Trois leçons à retenir après le second tour de l’élection législative de Villeneuve-sur-Lot :

Il y a des victoires – celle de M. Costes, représentant local du parti de M. Copé – qui sont peu glorieuses. Il y a des défaites – celle d’Etienne Bousquet-Cassagne, candidat pour le Front national – qui sont prometteuses. C’est peu dire que le Front national est durablement incrusté dans le paysage politique français. Il en est désormais l’un des principaux acteurs. Au premier tour, comme il y a un mois dans l’Oise, il avait fait jeu égal avec les deux grands partis de gouvernement, le représentant de la formation qu’incarne pour l’heure l’ectoplasmique Harlem Désir étant même éliminé de la compétition, pour la cinquième fois depuis juin 2012. On ne s’étonne plus – même si l’on s’en inquiète ou l’on s’en effraie – des résultats enregistrés par le parti de Marine Le Pen.

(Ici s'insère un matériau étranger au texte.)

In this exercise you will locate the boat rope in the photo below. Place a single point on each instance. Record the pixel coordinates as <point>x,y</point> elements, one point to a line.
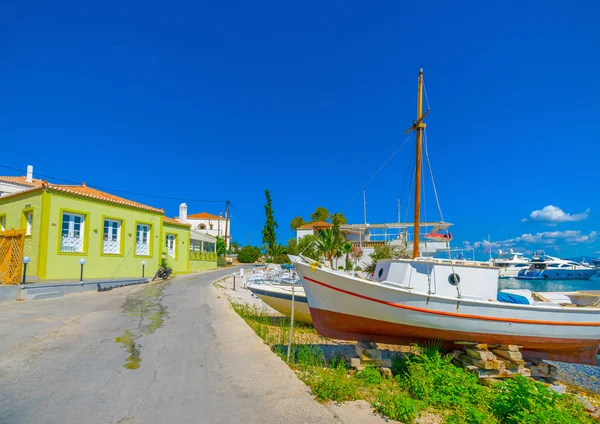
<point>437,200</point>
<point>377,172</point>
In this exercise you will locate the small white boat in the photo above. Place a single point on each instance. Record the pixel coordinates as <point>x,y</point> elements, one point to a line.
<point>419,299</point>
<point>279,297</point>
<point>510,263</point>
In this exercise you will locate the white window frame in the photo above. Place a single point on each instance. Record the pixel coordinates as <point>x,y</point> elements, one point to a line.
<point>70,240</point>
<point>171,244</point>
<point>111,242</point>
<point>141,250</point>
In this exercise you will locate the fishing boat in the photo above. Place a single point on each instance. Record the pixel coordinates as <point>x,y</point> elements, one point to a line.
<point>423,298</point>
<point>510,263</point>
<point>279,297</point>
<point>551,268</point>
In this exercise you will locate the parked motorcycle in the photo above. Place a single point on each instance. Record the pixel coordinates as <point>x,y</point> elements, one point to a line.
<point>162,273</point>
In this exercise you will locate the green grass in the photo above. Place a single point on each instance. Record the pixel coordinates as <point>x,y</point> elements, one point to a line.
<point>423,382</point>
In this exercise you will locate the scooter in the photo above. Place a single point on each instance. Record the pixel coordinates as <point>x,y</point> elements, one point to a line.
<point>162,273</point>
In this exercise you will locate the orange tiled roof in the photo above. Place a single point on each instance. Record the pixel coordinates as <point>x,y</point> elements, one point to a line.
<point>318,224</point>
<point>205,215</point>
<point>22,180</point>
<point>92,193</point>
<point>175,221</point>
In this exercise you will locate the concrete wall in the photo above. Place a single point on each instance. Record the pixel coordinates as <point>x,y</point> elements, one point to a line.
<point>61,265</point>
<point>179,264</point>
<point>202,265</point>
<point>13,208</point>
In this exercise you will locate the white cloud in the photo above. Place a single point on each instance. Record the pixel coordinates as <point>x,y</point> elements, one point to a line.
<point>553,215</point>
<point>544,238</point>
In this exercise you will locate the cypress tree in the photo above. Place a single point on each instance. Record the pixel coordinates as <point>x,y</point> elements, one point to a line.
<point>269,236</point>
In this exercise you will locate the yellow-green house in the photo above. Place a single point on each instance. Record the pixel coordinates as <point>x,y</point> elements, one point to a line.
<point>117,237</point>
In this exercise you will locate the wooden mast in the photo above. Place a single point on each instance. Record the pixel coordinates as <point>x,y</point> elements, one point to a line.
<point>418,127</point>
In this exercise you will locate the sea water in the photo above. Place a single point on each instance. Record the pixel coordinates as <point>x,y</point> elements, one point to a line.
<point>550,285</point>
<point>585,376</point>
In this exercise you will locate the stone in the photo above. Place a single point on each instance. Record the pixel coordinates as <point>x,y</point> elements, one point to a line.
<point>386,372</point>
<point>558,388</point>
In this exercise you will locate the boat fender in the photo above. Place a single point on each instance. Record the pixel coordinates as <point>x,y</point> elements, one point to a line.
<point>454,279</point>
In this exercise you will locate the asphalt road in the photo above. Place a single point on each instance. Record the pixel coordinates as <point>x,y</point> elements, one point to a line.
<point>158,353</point>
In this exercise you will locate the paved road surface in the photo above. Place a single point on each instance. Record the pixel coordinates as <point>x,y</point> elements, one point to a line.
<point>197,362</point>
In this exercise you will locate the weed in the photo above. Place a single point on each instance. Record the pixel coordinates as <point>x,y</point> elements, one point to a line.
<point>370,376</point>
<point>328,384</point>
<point>521,400</point>
<point>397,405</point>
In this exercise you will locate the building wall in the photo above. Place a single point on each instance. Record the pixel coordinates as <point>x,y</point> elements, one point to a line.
<point>12,208</point>
<point>60,265</point>
<point>304,232</point>
<point>179,264</point>
<point>218,227</point>
<point>202,265</point>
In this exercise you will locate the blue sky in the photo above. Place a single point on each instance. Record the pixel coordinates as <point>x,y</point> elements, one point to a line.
<point>221,100</point>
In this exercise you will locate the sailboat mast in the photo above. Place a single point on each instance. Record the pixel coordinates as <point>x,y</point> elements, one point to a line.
<point>419,130</point>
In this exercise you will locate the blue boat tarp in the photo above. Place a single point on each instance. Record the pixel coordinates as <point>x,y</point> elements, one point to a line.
<point>512,298</point>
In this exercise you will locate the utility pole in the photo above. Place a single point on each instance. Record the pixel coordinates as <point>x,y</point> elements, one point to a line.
<point>365,205</point>
<point>226,224</point>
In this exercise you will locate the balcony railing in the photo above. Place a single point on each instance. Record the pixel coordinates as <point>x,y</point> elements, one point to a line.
<point>198,255</point>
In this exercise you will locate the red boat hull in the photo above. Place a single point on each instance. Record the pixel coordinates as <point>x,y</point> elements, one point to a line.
<point>336,325</point>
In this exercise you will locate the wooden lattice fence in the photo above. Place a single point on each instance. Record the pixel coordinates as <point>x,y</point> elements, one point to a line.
<point>11,256</point>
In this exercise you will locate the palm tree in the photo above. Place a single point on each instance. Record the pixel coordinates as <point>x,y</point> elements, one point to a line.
<point>277,250</point>
<point>347,249</point>
<point>329,244</point>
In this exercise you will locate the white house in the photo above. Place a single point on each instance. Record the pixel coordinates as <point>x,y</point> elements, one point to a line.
<point>207,223</point>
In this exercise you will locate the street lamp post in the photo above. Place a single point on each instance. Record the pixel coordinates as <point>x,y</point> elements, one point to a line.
<point>82,263</point>
<point>26,260</point>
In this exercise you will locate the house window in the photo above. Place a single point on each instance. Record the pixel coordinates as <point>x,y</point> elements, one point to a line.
<point>72,233</point>
<point>170,245</point>
<point>28,222</point>
<point>142,240</point>
<point>112,237</point>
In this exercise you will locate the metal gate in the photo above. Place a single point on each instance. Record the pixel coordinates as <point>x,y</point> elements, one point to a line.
<point>11,256</point>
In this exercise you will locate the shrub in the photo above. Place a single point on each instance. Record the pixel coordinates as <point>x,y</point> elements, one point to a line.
<point>397,406</point>
<point>328,384</point>
<point>521,400</point>
<point>433,379</point>
<point>248,254</point>
<point>309,355</point>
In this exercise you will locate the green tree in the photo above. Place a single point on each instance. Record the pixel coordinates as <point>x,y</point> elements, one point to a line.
<point>221,246</point>
<point>338,219</point>
<point>320,214</point>
<point>347,249</point>
<point>307,246</point>
<point>249,254</point>
<point>279,254</point>
<point>329,244</point>
<point>296,222</point>
<point>269,236</point>
<point>293,246</point>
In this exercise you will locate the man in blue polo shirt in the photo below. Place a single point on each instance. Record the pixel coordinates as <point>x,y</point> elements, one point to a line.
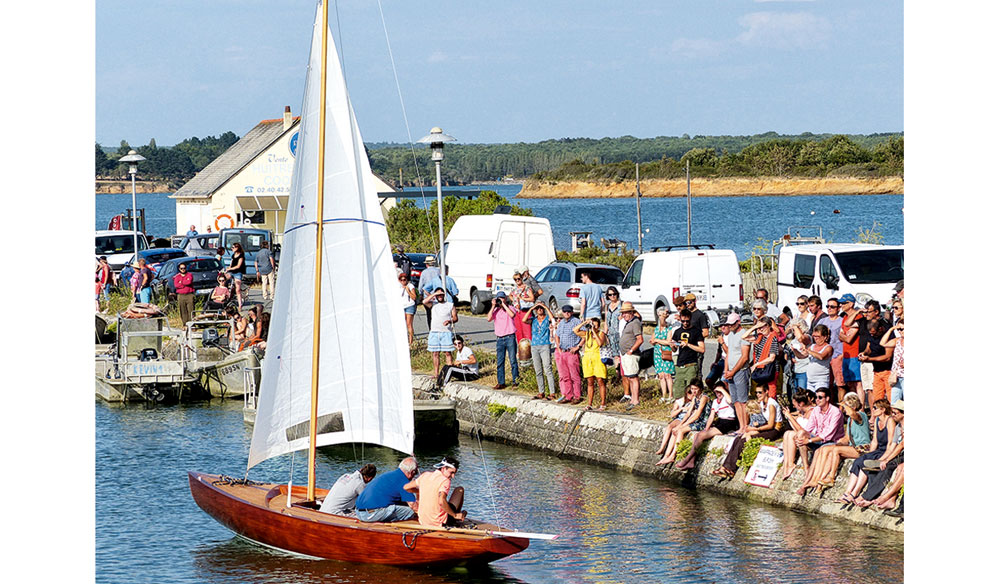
<point>385,500</point>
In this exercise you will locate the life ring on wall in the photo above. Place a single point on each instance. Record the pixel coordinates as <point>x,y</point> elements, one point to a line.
<point>227,218</point>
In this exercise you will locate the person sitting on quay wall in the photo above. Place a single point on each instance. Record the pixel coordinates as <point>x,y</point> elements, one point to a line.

Tout s’attendait qu’à Villeneuve il frôlât la majorité, comme c’est le cas, certains allaient même jusqu’à pronostiquer sa victoire, et c’est tout juste si les médias ne qualifient pas de surprise le succès étriqué de M. Costes. C’est dire où l’on en est. Le fameux « plafond de verre » que le scrutin majoritaire et la coalition de tous les partis étaient censés interposer entre le FN et l’accès au Parlement ou aux municipalités est en train de se fissurer tout comme la cloison étanche que Jacques Chirac et les siens avaient hâtivement bâtie pour mettre fin à la porosité entre leur électorat et celui de Jean-Marie Le Pen.

Le Front républicain a vécu. Parce qu’il n’y a pas de raison que les citoyens de ce pays, s’ils sont républicains, fassent bloc contre un parti autorisé par la loi, étranger à toute violence et qui n’est pas moins républicain que ceux qui l’accusent de ne pas l’être. Parce qu’il faut choisir et qu’il faut décidément savoir si les préférences et les références dont se prévalent PS et UMP sont réellement incompatibles et irréductibles ou bien si leur convergence sur des point essentiels ne va pas jusqu’à la connivence et, dans ce cas, si le maintien de deux structures distinctes supposées incarner les deux faces du Janus politique n’est pas une illusion vide de sens, un artifice qui fait de moins en moins de dupes.

Le système bipartisan, cette bipolarisation, socle de notre vie politique depuis le début de la Ve République, qui fournissait des assises si stables et des sièges si confortables « auxdits grands partis de gouvernement » adversaires à la tribune, complices à la buvette, habilités à exercer un pouvoir dont ils ont fait le plus mauvais usage, est à bout de souffle. Ce n’est plus à partir des notions menteuses de « gauche » et de « droite », ce n’est plus pour un point de plus ou de moins de la TVA, de la CSG, ce n’est plus sur le taux directeur de la BCE que se fondent et que se fonderont les clivages, les ruptures, les recompositions, les alliances et les élections, mais autour des choix essentiels qui se font et se feront sur l’Europe, la souveraineté, l’identité et le destin de la France.

Dès à présent, Marine Le Pen peut substituer une nouvelle devise à celle qu’afficha longtemps le parti de son père. « Tête haute et mains propres », affirmait ce slogan. Aujourd’hui ce n’est plus seulement la tête qui est haute, mais le Front.

24 juin 2013

Partager

À lire aussi

Dominique Jamet : “Les Français apprécient chez François Mitterrand la bonne tenue, contrairement à Macron”

Un récent sondage place François Mitterrand meilleur président de la République de ces qua…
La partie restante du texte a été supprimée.